Stratford - D L Moody (1892)



STRATFORD.

The visit of the evangelists to Stratford for the first three days of the present week was the signal for renewed interest in aggressive work. The mission opened on Lord's Day morning by a meeting for workers, beginning at nine o'clock and lasting about an hour. Christian people from the entire region made up the earnest audience which crowded the building. The visitors included a goodly number of evangelists and others visiting the metropolis, and several ministers found it possible to begin their day's labour by showing practical sympathy in the mission. The light and spacious hall occupies a site near the scene of the work of Messrs Moody and Sankey in the district eight years ago. It was erected in order that evangelistic effort might have a home and centre in a very needy locality among a dense population. Naturally, our American friends have all along taken a lively interest in an agency which is the outcome of their own toils; as Mr Moody said at one of Sunday's meetings, they felt quite at home in the Conference Hall. Mr Moody laid the foundation stone; now he enjoyed the privilege of using the building for its sacred purpose.

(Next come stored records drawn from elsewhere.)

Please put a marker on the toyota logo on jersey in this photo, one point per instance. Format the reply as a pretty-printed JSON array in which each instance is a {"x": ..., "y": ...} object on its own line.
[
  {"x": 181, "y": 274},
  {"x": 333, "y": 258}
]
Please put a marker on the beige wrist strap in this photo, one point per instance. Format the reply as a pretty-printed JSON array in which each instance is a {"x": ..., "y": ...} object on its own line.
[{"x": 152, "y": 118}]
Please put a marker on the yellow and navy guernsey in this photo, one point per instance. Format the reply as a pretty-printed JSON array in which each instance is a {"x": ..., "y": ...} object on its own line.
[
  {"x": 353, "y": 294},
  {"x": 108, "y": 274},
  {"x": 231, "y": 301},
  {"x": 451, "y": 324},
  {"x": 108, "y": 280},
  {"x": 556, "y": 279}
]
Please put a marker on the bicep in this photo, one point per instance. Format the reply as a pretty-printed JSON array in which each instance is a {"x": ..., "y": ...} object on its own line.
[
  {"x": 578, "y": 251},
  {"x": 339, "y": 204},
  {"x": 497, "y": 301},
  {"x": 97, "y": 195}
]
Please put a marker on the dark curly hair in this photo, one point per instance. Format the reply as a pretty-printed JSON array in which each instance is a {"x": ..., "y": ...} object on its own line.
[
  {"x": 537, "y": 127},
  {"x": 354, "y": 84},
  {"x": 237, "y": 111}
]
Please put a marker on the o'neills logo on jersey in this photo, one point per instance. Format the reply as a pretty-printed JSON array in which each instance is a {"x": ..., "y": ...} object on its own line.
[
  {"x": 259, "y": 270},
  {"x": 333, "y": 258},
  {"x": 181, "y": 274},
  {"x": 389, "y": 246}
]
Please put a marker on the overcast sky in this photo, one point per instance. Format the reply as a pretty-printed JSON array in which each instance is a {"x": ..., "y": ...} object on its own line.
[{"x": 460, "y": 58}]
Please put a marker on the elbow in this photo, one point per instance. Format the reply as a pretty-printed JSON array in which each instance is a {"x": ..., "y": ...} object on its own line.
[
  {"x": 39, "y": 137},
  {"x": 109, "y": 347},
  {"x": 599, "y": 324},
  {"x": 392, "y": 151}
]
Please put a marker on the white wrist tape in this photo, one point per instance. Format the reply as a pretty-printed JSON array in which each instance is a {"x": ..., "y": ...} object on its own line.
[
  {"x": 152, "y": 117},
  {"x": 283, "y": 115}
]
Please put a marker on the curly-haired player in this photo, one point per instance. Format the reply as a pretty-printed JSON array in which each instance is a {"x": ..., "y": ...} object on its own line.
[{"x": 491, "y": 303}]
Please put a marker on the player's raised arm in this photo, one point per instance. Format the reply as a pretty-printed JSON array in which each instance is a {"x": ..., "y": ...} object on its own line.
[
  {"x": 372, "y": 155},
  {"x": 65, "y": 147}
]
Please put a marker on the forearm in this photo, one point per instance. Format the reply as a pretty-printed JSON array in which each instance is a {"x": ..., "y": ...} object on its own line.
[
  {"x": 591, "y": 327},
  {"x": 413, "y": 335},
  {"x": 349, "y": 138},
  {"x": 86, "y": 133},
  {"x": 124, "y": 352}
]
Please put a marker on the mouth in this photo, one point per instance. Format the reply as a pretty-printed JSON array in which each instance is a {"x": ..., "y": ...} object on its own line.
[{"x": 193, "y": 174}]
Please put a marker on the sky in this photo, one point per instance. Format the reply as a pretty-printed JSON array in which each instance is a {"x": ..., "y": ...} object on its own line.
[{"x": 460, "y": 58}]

The workers' meeting began well before the appointed hour with a number of stirring melodies. Then Mr Sankey gave "Throw out the lifeline." This piece has of late been sung frequently at meetings in Stratford, and all listened with pleasure to Mr Sankey's powerful and pathetic rendering. The meeting was made up of those who profess to find joy in Christian service, and the song was as stimulating as it was obviously appropriate. Reading 1 Corinthians i. 18-31, Mr Moody distinguished between foolish preaching and the foolishness of preaching...

If we use the talents we have, God will give us more.  The meeting was inspiring throughout, the congregation dispersing with praise to God for timely words of stimulus and encouragement.

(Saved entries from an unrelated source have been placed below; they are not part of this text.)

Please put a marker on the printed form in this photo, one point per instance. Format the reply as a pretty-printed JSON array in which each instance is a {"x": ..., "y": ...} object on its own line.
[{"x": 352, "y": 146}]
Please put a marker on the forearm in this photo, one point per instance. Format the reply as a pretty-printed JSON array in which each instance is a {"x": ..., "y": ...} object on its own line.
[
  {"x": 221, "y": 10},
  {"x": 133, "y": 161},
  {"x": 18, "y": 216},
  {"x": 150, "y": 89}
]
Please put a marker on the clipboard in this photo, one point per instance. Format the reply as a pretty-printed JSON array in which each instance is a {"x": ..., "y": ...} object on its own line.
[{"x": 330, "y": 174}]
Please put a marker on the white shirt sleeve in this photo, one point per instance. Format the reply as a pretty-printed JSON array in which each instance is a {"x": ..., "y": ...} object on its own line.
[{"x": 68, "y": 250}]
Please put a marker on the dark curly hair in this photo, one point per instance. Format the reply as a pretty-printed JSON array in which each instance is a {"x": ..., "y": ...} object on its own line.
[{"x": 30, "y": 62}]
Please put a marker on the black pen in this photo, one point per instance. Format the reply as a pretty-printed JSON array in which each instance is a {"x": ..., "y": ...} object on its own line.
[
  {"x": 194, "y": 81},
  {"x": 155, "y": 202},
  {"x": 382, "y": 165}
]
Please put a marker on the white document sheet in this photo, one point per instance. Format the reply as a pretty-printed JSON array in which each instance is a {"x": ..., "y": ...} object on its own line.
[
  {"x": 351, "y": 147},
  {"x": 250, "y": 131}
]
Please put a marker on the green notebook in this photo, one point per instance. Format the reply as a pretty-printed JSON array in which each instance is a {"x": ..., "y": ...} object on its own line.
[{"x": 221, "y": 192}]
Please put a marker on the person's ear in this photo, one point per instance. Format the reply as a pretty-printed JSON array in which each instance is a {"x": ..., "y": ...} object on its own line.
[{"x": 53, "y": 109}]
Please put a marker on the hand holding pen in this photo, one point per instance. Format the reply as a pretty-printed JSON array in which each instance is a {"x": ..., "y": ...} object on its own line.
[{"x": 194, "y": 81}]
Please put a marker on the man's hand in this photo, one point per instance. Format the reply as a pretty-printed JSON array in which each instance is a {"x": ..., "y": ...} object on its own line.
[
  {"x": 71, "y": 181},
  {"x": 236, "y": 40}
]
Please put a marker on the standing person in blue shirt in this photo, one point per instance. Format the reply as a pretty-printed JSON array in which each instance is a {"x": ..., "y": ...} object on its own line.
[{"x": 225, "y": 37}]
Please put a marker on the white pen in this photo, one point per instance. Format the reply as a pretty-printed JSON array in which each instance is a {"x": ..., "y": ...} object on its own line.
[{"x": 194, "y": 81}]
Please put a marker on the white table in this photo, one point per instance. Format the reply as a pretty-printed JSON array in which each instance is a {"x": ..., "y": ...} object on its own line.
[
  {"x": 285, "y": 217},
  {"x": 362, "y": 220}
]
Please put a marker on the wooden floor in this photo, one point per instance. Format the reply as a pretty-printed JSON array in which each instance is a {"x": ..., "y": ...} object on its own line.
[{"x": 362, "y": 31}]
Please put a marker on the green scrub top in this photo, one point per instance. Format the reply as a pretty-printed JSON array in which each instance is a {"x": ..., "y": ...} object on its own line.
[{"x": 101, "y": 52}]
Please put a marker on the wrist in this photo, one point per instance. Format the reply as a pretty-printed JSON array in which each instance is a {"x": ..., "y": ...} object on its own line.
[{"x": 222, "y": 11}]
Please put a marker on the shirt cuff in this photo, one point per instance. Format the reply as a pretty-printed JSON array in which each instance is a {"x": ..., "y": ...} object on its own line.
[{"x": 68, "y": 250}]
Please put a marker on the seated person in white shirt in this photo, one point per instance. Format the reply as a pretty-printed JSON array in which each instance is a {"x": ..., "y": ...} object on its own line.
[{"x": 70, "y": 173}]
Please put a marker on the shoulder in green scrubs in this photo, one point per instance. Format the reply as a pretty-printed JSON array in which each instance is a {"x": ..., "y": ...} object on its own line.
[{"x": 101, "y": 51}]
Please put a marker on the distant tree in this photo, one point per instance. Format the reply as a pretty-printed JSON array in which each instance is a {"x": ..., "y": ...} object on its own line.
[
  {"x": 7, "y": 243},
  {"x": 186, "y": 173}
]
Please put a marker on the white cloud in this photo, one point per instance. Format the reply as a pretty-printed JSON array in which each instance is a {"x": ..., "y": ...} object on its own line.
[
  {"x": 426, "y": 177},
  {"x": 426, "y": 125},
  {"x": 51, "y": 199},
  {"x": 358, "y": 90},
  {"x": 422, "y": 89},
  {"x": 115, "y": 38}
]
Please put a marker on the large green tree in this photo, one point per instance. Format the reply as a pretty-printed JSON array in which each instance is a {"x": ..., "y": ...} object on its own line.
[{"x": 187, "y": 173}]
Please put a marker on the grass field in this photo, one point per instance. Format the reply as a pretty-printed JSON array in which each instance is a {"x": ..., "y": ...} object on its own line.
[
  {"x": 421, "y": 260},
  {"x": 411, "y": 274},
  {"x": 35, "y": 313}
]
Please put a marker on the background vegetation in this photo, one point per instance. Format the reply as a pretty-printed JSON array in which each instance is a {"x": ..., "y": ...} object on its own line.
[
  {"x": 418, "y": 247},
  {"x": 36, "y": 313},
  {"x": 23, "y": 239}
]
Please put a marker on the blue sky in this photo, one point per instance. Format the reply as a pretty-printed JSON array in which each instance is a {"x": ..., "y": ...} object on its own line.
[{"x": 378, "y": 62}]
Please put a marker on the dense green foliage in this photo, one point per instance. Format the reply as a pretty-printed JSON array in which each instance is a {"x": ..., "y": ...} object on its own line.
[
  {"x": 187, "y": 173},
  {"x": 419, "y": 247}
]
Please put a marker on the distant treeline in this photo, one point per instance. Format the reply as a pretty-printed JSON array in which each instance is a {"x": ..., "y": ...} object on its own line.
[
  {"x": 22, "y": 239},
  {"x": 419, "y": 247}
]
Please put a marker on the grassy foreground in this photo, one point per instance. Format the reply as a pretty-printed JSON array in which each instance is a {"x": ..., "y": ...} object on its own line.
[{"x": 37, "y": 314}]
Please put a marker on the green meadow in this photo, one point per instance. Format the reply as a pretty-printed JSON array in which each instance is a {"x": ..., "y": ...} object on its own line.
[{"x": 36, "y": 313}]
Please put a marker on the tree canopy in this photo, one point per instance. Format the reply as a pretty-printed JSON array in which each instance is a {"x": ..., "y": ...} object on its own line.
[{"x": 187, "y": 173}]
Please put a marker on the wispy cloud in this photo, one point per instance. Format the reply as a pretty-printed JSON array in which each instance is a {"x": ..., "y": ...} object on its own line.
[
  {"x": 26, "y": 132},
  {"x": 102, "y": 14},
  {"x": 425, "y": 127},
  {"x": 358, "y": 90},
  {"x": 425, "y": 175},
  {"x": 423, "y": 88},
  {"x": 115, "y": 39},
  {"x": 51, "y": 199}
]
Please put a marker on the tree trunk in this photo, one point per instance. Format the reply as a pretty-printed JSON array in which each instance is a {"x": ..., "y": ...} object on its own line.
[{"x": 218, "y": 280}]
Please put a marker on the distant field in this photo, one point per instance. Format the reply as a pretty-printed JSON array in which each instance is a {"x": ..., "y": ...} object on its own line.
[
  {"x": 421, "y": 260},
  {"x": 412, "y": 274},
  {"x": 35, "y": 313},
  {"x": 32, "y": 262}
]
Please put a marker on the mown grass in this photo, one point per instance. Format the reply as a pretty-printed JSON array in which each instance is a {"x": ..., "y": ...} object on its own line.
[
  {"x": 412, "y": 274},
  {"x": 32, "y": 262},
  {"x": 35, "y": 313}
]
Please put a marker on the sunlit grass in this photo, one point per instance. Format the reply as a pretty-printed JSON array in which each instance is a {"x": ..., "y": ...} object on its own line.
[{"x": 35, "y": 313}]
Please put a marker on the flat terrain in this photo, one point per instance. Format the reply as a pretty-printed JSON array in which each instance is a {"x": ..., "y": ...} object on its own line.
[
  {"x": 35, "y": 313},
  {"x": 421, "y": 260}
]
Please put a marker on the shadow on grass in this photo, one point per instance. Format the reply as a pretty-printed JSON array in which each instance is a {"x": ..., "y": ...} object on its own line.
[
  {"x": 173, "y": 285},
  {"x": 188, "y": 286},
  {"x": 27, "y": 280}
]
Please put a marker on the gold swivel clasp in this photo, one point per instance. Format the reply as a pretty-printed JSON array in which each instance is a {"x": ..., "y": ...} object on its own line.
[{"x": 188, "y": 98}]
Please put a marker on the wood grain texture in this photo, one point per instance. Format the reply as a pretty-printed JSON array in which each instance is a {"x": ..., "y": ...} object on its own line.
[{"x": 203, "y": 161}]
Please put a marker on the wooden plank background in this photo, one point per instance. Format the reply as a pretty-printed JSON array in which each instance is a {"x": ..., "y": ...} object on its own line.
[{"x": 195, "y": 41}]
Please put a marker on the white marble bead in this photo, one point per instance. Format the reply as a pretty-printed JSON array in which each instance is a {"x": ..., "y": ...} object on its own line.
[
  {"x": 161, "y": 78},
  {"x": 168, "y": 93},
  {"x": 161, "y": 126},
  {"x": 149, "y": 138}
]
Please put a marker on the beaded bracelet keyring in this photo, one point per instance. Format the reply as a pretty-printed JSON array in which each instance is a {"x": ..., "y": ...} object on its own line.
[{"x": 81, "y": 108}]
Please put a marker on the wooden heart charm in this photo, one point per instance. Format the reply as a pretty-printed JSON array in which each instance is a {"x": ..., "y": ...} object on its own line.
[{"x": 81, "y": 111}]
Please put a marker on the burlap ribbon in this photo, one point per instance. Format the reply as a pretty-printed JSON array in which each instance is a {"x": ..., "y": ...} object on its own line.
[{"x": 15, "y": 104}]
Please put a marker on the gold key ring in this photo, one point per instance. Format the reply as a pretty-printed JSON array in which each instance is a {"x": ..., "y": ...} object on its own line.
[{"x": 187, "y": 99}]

In the afternoon and evening, the building was crowded, and hundreds were turned away. At the evening meeting, Mr Moody read Psalm xxxii., and prayed that the Great Deliverer from the bondage of sin might pass by so that many might be emancipated into the liberty of the Kingdom of God. The longer I preach, he said, and the more I mingle with men, the more I am convinced that it is downright sin that keeps men from the kingdom of God. They talk of intellectual difficulties and so forth, but they will not face the fact that they must give up their sin. Heaven is a prepared place for a prepared people, and only those who have the heavenly nature can go there. God will have his children break with sin before He receives them. The way to God's favour has been opened by Christ, but repentance is the indispensable condition.

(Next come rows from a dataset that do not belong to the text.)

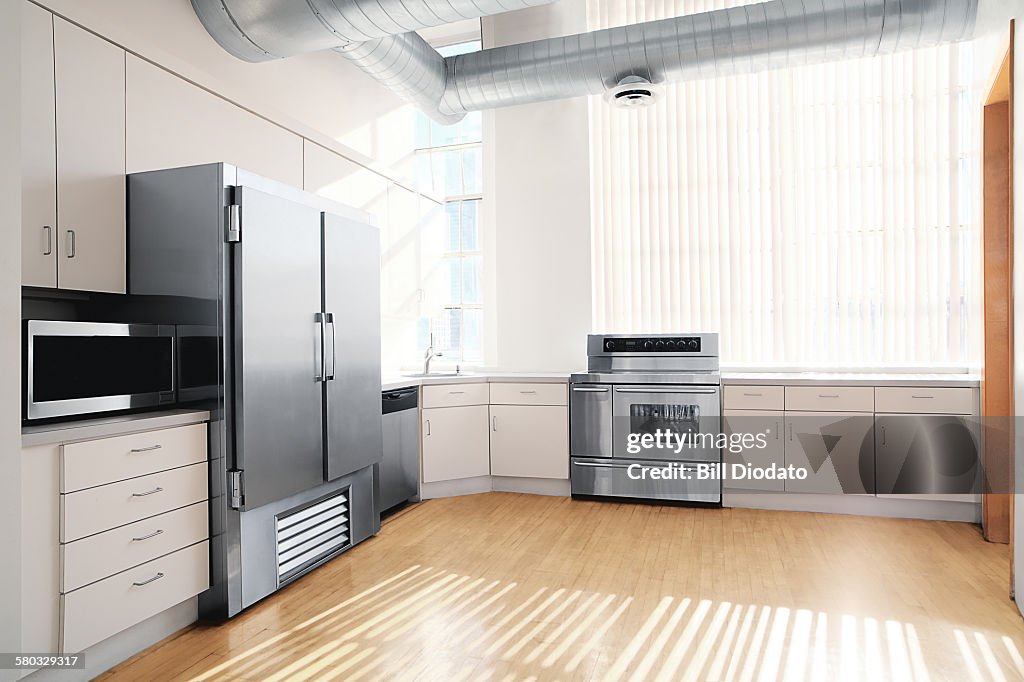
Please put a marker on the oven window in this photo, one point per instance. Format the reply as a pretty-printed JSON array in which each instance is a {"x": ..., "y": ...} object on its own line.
[
  {"x": 680, "y": 419},
  {"x": 80, "y": 367}
]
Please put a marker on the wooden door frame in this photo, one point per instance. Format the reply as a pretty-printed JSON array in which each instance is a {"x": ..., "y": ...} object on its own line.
[{"x": 997, "y": 267}]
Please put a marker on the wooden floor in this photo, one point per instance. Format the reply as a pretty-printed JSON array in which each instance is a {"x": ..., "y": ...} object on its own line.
[{"x": 512, "y": 587}]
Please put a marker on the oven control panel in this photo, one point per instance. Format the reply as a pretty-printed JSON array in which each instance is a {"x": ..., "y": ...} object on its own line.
[{"x": 654, "y": 344}]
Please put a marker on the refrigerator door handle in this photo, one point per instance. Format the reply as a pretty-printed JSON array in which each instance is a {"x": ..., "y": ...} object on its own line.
[
  {"x": 330, "y": 370},
  {"x": 318, "y": 347}
]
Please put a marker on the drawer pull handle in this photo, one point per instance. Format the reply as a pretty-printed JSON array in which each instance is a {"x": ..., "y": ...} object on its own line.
[
  {"x": 153, "y": 492},
  {"x": 152, "y": 580},
  {"x": 158, "y": 531}
]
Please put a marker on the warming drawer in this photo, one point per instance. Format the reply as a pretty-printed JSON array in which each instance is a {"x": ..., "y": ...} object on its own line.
[{"x": 611, "y": 478}]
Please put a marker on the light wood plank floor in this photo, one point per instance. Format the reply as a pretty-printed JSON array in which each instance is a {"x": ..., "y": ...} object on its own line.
[{"x": 511, "y": 587}]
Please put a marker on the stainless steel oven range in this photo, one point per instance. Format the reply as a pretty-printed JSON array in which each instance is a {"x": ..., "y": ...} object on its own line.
[{"x": 645, "y": 419}]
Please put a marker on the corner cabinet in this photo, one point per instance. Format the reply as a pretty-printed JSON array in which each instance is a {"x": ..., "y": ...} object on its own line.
[
  {"x": 73, "y": 158},
  {"x": 455, "y": 432}
]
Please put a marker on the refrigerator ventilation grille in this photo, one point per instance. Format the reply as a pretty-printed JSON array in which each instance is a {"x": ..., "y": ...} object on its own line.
[{"x": 311, "y": 534}]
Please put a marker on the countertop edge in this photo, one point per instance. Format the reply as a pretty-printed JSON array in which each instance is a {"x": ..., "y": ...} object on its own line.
[{"x": 50, "y": 434}]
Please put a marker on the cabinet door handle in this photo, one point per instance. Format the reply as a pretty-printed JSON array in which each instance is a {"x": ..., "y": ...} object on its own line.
[
  {"x": 147, "y": 493},
  {"x": 152, "y": 580},
  {"x": 158, "y": 531}
]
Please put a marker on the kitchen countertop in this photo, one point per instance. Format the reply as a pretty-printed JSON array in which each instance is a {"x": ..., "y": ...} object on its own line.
[
  {"x": 392, "y": 382},
  {"x": 48, "y": 434},
  {"x": 749, "y": 378},
  {"x": 850, "y": 379}
]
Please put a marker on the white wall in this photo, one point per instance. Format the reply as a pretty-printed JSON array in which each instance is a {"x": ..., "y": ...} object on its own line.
[
  {"x": 10, "y": 331},
  {"x": 537, "y": 186},
  {"x": 317, "y": 95}
]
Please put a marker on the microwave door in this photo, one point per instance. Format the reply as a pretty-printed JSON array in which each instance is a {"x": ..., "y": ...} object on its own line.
[{"x": 278, "y": 346}]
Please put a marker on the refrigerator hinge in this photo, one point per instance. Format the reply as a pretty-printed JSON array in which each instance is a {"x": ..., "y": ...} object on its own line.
[
  {"x": 236, "y": 488},
  {"x": 233, "y": 223}
]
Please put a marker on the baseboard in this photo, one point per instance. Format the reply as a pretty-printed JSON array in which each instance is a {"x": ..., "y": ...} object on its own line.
[
  {"x": 113, "y": 650},
  {"x": 451, "y": 488},
  {"x": 553, "y": 486},
  {"x": 860, "y": 505}
]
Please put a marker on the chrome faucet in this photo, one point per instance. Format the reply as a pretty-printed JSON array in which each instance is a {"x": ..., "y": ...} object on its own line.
[{"x": 429, "y": 355}]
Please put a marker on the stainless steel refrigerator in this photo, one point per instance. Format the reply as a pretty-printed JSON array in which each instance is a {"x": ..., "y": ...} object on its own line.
[{"x": 290, "y": 284}]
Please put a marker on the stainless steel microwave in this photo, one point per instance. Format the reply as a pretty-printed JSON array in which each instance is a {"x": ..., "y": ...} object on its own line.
[{"x": 75, "y": 368}]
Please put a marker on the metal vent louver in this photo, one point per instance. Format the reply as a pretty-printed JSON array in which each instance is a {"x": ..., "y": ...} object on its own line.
[{"x": 309, "y": 535}]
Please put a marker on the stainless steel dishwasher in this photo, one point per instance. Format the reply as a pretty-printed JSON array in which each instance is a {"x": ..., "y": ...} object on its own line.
[{"x": 399, "y": 468}]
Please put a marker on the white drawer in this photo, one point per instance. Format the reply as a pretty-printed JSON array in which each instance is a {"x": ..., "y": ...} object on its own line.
[
  {"x": 925, "y": 400},
  {"x": 754, "y": 397},
  {"x": 829, "y": 398},
  {"x": 98, "y": 610},
  {"x": 512, "y": 393},
  {"x": 99, "y": 556},
  {"x": 455, "y": 395},
  {"x": 97, "y": 509},
  {"x": 109, "y": 460}
]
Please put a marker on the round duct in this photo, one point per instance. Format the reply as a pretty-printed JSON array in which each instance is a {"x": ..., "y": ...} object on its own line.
[{"x": 633, "y": 92}]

Having shown that to despise God's command and reject his invitation is to go further into sin, Mr Moody exhorted his hearers to rely upon God's word that those who return with him shall be  "abundantly pardoned."  Citing the well-known epitaph: "I have sinned, I have repented I have been forgiven, I shall rise, I shall reign," he firmly but tenderly urged its terms upon all, concluding with an earnest appeal to those who sin in secret as well as those who sin in the sight of men.

Mr Sankey followed with "The Ninety and Nine: and the choir sang "Why not now?" As in the afternoon, many anxious ones entered the enquiry room and were there encouraged to cast themselves upon the merey of God and direct their steps Zionward.

On the afternoons of Monday and Tuesday meetings were held for women only, and in the evenings for men only. In each case the large building was crowded, and such was the impression made that many attended the after-meetings. It is believed that spiritual blessing attended the converse of earnest Christian workers with many individual inquirers.

From, "The Christian," June 2nd, 1892.

THE WORK AT STRATFORD

We have to record that the visit of these brethren to Stratford has been the occasion of mighty blessing, and we anticipate the wave will flow on. Mr Moody expressed himself as greatly pleased with the hall and the work that is going on inside and outside its walls. But he had one regret - that there yet remained a debt of £530 on the building, and a charge of £270 by the local authorities for making the roads on either side: in all £800. He expressed the belief that if only the Lord's stewards knew of the sort of work being done, this deficiency would at once be wiped out.

On the Sabbath the large hall, seating nineteen hundred, and all the smaller halls and rooms are full of active service for Christ, no less than ten meetings inside and four outside in the day, including young men's Bible Class numbering over two hundred, as well as two services in the Welsh language.  Every day the doors are open, and some work for Christ is going on. Our Mizpah Band, numbering four hundred working men. has a male choir and an Evangelstic Band going all over London after the day's work, to sing and testify for Christ without any payment other than the bare railway fares. Seven or eight open-air meetings are held every week. The mothers' meeting numbers some two hundred, and the women's Mizpah Band the same number.

As treasurer, I must say it would be a great joy to see this work free of the incubus of debt, and if the Lord lays it upon the hearts of his servants to be sharers with us in this labour of love, we will praise Him who allows us to be co-workers with Him in such blessed work.

C. BOARDMAN, Hon. Treasurer.

From, "The Christian," June 9th,1892.

Additional Information

I do not know where the Hall is/was where.It was erected in memory of the large temporary building, set up for Moody and Sankey's Mission in 1882. Many were aaved there.